This paper proposes several approaches as baselines to compute a shared active subspace for multivariate vector-valued functions. The goal is to minimize the deviation between the function evaluations on the original space and those on the reconstructed one. This is done either by manipulating the gradients or the symmetric positive (semi-)definite (SPD) matrices computed from the gradients of each component function so as to get a single structure common to all component functions. These approaches can be applied to any data irrespective of the underlying distribution unlike the existing vector-valued approach that is constrained to a normal distribution. We test the effectiveness of these methods on five optimization problems. The experiments show that, in general, the SPD-level methods are superior to the gradient-level ones, and are close to the vector-valued approach in the case of a normal distribution.

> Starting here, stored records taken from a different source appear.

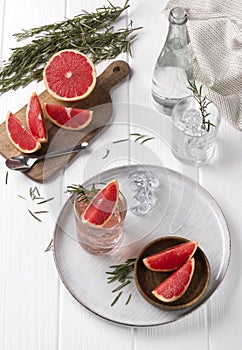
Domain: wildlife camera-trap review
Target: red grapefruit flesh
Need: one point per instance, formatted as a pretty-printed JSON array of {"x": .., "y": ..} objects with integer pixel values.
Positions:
[
  {"x": 102, "y": 206},
  {"x": 173, "y": 287},
  {"x": 171, "y": 258},
  {"x": 35, "y": 119},
  {"x": 20, "y": 137},
  {"x": 68, "y": 118},
  {"x": 69, "y": 75}
]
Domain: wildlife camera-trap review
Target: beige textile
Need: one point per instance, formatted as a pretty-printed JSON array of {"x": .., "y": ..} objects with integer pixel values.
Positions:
[{"x": 215, "y": 32}]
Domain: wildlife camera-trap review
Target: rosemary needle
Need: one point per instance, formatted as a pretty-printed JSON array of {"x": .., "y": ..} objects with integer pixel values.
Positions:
[
  {"x": 36, "y": 218},
  {"x": 46, "y": 200}
]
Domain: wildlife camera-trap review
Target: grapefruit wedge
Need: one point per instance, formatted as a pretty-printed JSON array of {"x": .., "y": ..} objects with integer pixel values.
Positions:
[
  {"x": 172, "y": 258},
  {"x": 69, "y": 75},
  {"x": 35, "y": 119},
  {"x": 173, "y": 287},
  {"x": 68, "y": 118},
  {"x": 102, "y": 206},
  {"x": 20, "y": 137}
]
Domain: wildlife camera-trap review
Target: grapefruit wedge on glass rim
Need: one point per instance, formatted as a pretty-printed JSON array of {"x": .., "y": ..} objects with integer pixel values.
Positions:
[
  {"x": 172, "y": 258},
  {"x": 35, "y": 119},
  {"x": 102, "y": 206},
  {"x": 67, "y": 117},
  {"x": 175, "y": 286},
  {"x": 69, "y": 75},
  {"x": 20, "y": 137}
]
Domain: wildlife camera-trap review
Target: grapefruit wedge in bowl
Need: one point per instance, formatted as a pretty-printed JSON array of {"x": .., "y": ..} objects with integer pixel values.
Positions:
[{"x": 177, "y": 289}]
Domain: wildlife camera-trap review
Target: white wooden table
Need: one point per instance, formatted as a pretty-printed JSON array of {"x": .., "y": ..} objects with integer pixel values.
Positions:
[{"x": 37, "y": 312}]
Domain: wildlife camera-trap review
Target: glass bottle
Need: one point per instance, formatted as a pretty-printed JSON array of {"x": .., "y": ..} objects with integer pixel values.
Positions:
[{"x": 174, "y": 65}]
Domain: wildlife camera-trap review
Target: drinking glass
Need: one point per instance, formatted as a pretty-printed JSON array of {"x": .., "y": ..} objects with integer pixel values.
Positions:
[
  {"x": 100, "y": 240},
  {"x": 193, "y": 142}
]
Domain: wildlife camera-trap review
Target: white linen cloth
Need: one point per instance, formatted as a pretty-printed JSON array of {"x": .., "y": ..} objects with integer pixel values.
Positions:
[{"x": 215, "y": 32}]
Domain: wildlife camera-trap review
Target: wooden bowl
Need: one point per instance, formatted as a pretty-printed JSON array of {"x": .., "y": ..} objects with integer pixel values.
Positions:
[{"x": 147, "y": 280}]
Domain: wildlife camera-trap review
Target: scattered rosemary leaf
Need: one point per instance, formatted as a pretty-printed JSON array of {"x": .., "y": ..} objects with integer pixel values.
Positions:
[
  {"x": 121, "y": 286},
  {"x": 116, "y": 299},
  {"x": 121, "y": 273},
  {"x": 147, "y": 139},
  {"x": 22, "y": 197},
  {"x": 122, "y": 140},
  {"x": 50, "y": 246},
  {"x": 34, "y": 216},
  {"x": 46, "y": 200},
  {"x": 138, "y": 137}
]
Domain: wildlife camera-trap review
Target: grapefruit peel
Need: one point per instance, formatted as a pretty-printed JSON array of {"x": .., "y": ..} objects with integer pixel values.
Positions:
[
  {"x": 20, "y": 137},
  {"x": 102, "y": 206},
  {"x": 171, "y": 258},
  {"x": 69, "y": 75},
  {"x": 35, "y": 119},
  {"x": 67, "y": 117},
  {"x": 175, "y": 286}
]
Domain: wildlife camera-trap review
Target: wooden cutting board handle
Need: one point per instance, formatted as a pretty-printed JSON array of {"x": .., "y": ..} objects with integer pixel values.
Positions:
[{"x": 112, "y": 75}]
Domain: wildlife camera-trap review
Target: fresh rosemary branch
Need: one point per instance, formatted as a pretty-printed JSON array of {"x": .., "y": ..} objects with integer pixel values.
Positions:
[
  {"x": 121, "y": 273},
  {"x": 203, "y": 103},
  {"x": 90, "y": 32}
]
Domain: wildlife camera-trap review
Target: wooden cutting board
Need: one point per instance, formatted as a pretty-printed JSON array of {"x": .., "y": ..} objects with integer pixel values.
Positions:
[{"x": 99, "y": 101}]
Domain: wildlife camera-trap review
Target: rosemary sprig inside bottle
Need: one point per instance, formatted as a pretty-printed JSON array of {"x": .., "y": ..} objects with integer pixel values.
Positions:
[
  {"x": 90, "y": 32},
  {"x": 121, "y": 273},
  {"x": 203, "y": 103}
]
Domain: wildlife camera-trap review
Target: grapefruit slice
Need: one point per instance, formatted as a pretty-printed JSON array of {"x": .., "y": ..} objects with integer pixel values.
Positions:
[
  {"x": 173, "y": 287},
  {"x": 171, "y": 258},
  {"x": 20, "y": 137},
  {"x": 102, "y": 206},
  {"x": 67, "y": 117},
  {"x": 69, "y": 75},
  {"x": 35, "y": 119}
]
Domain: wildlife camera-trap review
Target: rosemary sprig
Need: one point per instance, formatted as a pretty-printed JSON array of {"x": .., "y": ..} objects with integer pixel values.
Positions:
[
  {"x": 203, "y": 103},
  {"x": 121, "y": 273},
  {"x": 90, "y": 32}
]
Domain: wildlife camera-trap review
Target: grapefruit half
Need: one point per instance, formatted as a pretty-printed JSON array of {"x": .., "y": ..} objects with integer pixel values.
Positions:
[
  {"x": 69, "y": 75},
  {"x": 172, "y": 258},
  {"x": 20, "y": 137},
  {"x": 173, "y": 287},
  {"x": 35, "y": 119},
  {"x": 67, "y": 117},
  {"x": 102, "y": 206}
]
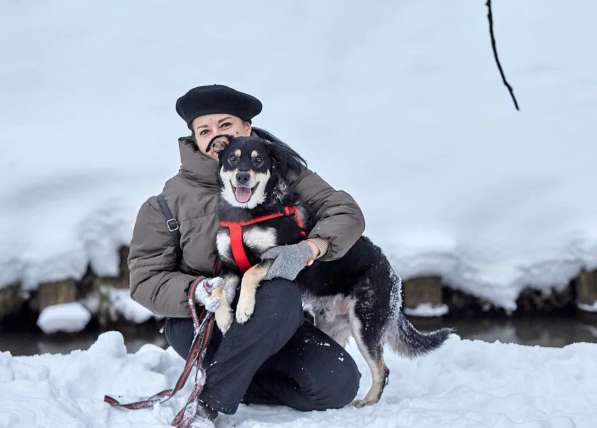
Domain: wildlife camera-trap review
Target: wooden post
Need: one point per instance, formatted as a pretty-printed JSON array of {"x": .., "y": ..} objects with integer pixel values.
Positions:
[
  {"x": 423, "y": 290},
  {"x": 10, "y": 300},
  {"x": 586, "y": 288},
  {"x": 54, "y": 293}
]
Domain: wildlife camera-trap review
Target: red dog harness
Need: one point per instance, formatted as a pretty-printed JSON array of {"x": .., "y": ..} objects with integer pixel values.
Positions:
[{"x": 236, "y": 233}]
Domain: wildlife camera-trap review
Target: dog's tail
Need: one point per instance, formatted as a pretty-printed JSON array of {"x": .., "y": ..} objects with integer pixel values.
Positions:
[
  {"x": 405, "y": 339},
  {"x": 408, "y": 341}
]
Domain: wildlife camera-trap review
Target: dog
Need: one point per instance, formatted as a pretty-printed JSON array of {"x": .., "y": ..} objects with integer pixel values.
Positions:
[{"x": 357, "y": 295}]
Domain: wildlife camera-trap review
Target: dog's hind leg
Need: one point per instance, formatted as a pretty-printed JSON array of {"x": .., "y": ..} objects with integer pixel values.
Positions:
[
  {"x": 248, "y": 286},
  {"x": 225, "y": 294},
  {"x": 371, "y": 348}
]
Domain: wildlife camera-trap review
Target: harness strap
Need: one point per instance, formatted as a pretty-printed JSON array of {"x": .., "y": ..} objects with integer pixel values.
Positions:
[
  {"x": 203, "y": 326},
  {"x": 236, "y": 233}
]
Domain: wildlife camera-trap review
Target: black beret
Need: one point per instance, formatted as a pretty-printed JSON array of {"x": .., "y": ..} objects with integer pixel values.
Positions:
[{"x": 211, "y": 99}]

Interestingly, in most cases it suffices to take the sum of the SPD matrices to identify the best shared active subspace.

翻译：本文提出了几种基线方法，用于计算多元向量值函数的共享活动子空间。其目标是最小化原始空间上的函数评估与重构空间上的函数评估之间的偏差。这可通过操控每个分量函数的梯度，或由其梯度计算的对称正（半）定矩阵（SPD矩阵）来实现，从而获得所有分量函数共有的单一结构。与现有受限于正态分布的向量值方法不同，这些方法可适用于任意分布的数据。我们在五个优化问题上测试了这些方法的有效性。实验表明，总体而言，基于SPD矩阵的方法优于基于梯度的方法，且在正态分布情况下接近向量值方法的性能。有趣的是，在大多数情况下，仅需取SPD矩阵之和即可识别出最优共享活动子空间。